Unions ‘disappointed’ over decision not to prioritise teachers for vaccine
Education unions have been left “disappointed” after Government advisers decided against prioritising school and college staff in “crowded” classrooms in the next phase of the Covid-19 vaccine rollout.
One school leaders’ union leader said ruling out an occupation-based rollout for the vaccination programme due to complexity was “not a good enough reason” to leave education professionals out of the second phase.
The comments came after the Joint Committee on Vaccination and Immunisation (JCVI) concluded that vaccinating in order of age – starting with people aged 40-49 – remains the quickest way to cut deaths.
The JCVI considered whether teachers should be vaccinated next, but concluded that age remains a major factor in serious illness and speed of the rollout was of great importance.
Geoff Barton, general secretary of the Association of School and College Leaders (ASCL), said he was “disappointed” by the outcome – especially after ministers announced this week that all pupils in all year groups in England would return to class from March 8, despite repeated warnings from unions.
The heads’ union has urged the Government to “reconsider” the decision so school staff are prioritised.
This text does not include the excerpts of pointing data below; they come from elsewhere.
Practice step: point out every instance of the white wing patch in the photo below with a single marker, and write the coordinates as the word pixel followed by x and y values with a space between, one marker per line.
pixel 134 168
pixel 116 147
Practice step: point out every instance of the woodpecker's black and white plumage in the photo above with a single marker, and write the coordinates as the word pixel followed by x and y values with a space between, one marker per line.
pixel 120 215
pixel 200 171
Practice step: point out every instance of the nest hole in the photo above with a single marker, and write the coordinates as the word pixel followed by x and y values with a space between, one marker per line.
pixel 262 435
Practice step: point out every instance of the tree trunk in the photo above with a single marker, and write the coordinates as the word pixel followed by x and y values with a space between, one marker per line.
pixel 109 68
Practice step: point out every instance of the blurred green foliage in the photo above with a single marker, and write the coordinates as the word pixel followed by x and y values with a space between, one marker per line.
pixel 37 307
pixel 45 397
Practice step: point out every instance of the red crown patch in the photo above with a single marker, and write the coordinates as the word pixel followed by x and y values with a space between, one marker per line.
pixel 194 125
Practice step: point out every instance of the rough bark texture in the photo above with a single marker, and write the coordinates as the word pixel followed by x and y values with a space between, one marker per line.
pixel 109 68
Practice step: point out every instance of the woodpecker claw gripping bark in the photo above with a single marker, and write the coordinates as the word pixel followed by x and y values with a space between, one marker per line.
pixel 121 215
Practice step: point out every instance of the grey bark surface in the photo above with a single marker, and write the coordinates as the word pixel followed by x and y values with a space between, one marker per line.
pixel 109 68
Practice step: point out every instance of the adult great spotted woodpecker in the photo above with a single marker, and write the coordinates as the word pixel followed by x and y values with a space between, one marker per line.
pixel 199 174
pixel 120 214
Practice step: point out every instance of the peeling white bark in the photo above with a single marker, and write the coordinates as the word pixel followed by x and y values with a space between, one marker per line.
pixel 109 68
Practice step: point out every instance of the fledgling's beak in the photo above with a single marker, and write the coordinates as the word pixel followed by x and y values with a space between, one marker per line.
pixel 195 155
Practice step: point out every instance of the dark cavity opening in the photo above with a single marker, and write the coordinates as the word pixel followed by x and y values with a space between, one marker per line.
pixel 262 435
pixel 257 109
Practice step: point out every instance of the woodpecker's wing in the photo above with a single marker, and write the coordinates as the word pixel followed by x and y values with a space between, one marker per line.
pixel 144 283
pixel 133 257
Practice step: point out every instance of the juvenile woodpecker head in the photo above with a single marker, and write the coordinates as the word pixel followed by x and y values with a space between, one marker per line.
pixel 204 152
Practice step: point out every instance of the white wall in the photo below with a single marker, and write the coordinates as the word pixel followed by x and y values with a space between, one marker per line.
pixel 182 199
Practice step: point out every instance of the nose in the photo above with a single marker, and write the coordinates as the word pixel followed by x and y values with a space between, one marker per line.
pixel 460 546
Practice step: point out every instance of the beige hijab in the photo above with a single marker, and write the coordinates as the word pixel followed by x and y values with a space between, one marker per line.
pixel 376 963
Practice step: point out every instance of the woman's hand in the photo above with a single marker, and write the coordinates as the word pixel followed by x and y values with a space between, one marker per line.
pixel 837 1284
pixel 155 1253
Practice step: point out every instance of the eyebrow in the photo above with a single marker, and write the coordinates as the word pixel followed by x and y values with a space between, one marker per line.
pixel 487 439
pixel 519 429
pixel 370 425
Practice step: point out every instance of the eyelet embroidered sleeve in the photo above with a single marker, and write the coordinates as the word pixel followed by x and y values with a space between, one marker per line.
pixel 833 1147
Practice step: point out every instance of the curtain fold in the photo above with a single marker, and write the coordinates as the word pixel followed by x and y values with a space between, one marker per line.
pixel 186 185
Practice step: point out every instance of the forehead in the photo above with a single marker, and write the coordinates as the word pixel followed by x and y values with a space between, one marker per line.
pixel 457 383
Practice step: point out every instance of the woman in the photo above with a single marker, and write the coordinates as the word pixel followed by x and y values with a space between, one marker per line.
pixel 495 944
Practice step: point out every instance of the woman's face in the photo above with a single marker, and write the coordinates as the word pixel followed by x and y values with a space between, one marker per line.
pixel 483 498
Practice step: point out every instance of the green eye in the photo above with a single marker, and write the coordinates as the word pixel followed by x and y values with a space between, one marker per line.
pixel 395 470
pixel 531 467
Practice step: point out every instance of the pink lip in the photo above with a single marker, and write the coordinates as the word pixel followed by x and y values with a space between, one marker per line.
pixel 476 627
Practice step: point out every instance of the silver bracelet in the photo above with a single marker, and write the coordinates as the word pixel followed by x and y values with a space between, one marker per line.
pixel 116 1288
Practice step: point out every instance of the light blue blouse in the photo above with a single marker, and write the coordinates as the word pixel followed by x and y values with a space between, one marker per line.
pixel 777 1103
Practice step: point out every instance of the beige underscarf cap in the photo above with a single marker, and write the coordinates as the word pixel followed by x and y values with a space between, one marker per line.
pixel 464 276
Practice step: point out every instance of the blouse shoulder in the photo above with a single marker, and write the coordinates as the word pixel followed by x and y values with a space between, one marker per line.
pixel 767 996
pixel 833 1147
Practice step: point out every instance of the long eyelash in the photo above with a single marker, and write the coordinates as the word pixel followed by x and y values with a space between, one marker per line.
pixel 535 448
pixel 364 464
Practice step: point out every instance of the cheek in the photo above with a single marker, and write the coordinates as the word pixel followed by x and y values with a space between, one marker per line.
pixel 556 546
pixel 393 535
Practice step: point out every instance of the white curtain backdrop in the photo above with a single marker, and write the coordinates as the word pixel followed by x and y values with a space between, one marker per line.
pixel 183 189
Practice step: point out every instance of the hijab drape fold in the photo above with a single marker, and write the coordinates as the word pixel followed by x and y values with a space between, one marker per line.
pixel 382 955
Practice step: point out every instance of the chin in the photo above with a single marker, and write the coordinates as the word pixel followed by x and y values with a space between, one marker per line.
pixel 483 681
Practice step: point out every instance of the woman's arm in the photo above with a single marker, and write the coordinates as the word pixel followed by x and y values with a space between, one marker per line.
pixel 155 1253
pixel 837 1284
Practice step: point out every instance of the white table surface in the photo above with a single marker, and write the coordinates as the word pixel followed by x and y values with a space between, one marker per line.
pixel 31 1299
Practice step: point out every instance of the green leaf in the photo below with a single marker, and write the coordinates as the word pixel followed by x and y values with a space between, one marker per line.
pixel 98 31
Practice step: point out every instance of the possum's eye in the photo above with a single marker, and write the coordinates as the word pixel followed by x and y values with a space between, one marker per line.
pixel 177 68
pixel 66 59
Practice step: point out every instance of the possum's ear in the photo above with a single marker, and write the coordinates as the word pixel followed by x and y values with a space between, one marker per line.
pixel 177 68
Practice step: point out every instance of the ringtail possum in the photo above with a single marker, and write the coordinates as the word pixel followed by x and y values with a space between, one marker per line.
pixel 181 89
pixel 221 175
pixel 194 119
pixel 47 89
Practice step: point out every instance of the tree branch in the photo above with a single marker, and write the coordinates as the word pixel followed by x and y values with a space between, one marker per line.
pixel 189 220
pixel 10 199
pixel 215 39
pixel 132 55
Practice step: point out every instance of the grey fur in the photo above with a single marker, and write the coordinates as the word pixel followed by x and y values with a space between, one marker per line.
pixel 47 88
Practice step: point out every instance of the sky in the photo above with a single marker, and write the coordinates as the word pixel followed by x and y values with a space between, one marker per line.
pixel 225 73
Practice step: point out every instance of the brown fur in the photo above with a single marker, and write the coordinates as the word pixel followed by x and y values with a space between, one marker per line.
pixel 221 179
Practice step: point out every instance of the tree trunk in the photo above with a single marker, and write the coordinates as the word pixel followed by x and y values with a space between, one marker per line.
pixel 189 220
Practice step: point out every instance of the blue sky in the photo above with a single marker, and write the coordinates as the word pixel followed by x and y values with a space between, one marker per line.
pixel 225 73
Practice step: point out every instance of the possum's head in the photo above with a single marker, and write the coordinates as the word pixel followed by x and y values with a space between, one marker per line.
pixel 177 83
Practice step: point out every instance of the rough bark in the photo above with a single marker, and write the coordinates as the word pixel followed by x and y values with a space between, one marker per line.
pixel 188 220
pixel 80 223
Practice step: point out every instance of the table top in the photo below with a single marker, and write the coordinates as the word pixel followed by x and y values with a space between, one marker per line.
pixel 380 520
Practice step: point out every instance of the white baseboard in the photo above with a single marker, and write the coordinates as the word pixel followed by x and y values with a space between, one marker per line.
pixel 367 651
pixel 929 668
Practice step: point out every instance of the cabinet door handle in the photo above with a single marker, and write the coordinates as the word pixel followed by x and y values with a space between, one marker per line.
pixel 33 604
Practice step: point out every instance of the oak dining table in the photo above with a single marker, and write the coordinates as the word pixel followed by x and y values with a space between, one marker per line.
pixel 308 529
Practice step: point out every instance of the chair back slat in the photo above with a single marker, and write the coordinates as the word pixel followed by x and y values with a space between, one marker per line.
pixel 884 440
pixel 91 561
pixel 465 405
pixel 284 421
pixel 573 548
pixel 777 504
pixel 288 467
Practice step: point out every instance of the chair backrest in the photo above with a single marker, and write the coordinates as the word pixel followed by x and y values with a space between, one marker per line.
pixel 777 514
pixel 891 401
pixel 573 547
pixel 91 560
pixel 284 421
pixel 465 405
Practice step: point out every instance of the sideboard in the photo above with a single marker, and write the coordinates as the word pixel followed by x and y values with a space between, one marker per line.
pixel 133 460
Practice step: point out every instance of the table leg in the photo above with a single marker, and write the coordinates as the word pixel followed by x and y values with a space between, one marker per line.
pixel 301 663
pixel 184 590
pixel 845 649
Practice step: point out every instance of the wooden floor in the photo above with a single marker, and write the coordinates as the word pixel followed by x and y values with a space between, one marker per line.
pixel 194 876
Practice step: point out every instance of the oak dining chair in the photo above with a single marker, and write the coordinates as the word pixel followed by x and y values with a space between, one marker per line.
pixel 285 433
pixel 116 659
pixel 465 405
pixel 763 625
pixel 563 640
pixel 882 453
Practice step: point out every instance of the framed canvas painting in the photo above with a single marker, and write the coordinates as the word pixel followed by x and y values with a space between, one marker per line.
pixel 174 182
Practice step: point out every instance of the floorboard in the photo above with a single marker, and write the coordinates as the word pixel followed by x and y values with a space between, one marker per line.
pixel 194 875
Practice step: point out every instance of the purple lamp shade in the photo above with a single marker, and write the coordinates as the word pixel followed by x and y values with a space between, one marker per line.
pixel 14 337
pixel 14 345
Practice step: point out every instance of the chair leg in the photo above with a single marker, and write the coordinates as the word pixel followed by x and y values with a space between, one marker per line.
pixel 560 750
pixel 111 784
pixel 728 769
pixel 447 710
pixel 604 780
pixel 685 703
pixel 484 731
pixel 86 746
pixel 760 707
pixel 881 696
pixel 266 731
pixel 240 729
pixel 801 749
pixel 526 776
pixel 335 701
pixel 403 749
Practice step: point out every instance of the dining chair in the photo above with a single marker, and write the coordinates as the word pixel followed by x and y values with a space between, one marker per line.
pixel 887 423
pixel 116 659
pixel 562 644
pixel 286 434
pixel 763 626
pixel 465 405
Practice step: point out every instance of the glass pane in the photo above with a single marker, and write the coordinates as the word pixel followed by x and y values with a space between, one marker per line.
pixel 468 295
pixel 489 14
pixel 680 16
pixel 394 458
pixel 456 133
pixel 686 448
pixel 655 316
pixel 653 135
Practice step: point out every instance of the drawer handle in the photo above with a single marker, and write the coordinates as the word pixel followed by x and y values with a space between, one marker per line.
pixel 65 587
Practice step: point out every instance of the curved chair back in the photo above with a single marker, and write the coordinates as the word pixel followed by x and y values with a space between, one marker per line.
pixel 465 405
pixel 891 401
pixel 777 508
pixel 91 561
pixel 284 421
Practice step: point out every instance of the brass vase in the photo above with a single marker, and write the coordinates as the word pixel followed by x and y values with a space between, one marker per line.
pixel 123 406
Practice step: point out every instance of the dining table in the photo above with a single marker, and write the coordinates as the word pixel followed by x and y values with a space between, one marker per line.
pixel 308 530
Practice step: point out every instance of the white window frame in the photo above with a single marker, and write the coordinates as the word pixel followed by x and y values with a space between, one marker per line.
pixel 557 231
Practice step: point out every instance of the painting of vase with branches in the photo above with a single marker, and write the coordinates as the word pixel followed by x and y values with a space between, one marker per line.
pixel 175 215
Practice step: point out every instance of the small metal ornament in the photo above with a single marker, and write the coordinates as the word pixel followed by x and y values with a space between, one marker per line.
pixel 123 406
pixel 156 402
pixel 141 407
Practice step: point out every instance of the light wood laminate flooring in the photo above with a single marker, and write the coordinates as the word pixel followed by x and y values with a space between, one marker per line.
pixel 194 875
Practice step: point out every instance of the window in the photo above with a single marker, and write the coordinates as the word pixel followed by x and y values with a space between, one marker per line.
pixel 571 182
“This seems only right if it is asking all these staff to be in crowded environments where the vast majority of people have not been vaccinated, and where the absence from school of any teacher directly affects the quality of education,” Mr Barton said.
A sick teacher is a teacher away from class which will mean further disruption to pupil’s education and could well mean that they may need to be educated from home again
Professor Wei Shen Lim, Covid-19 chair for the JCVI, said one of the difficulties with looking at vaccination according to occupation was that jobs are not very well recorded in GP records.
Paul Whiteman, general secretary of school leaders’ union NAHT, said: “The fact that it may have added some complexity to rollout is not a good enough reason not to prioritise the needs of committed professionals.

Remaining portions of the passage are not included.